Urinary Tract Infections

Other than mild cystitis, MSU culture before starting abx if possible. Consider blood cultures if pyrexic and unwell with NV (suspect sepsis). In men, consider urology review (congenital malformations) if recurrent. Nitrates in urine has a very poor sensitivity (<50%). Consider risk of trimethoprim in women of childbearing age! Cranberry products reduce symptoms but do not resolve UTI!

Cystitis: Dysuria, Polyuria, Urgency, Nocturia, Cloudy, Urine, WBC & RBC.
  • .Trimethoprim 300mg po sid 3/7.
  • If pregnant, or Trimethoprim doesnt work, use Cephalexin 500mg po sid 5/7.
  • Resistant to all, then Norfloxacin 400mg po BD 3/7.

Pyelonephritis: NV, 38C+, abdo/flank pain, white cells, MCS+.
For mild cases (low fever, no sepsis, no vomiting), treat as per cystitis - trimethoprim then norfloxacin. If septic, give Gentamicin 6mg/kg iv stat PLUS Amoxycillin 2g iv qid. Repeat in 24h if eGFR > 60. If low eGFR, liase ID reg. Max 3 doses genta.
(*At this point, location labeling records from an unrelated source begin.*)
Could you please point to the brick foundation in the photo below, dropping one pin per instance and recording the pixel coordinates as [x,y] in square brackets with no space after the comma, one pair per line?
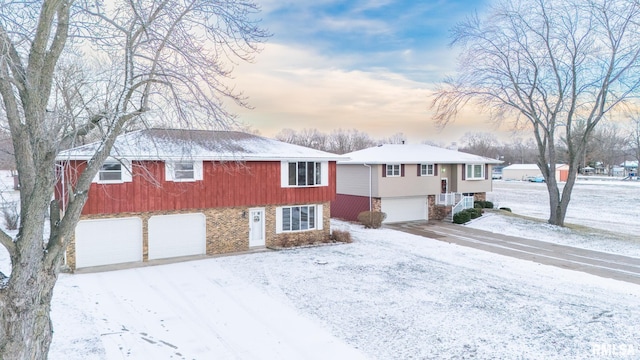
[227,229]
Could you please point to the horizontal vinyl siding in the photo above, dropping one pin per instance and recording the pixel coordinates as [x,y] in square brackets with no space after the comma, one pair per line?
[354,179]
[408,185]
[347,207]
[224,185]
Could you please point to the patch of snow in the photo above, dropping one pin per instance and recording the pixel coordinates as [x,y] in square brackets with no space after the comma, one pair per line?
[388,295]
Recurrent UTI: Tx as per pyelonephritis.
  • Women: Trimethoprim 150mg po nocte up to 6/12 as prophylaxis; review if still recurrent. Consider pre-intercourse stat doses. Consider self administer trimethoprim 300mg 3/7 regime, with instructions to seek help when not resolved in 2/7.
  • Men: Consider prostatitis if symptoms include lower back / perineal pain, painful ejaculation. Ix DRE prostate.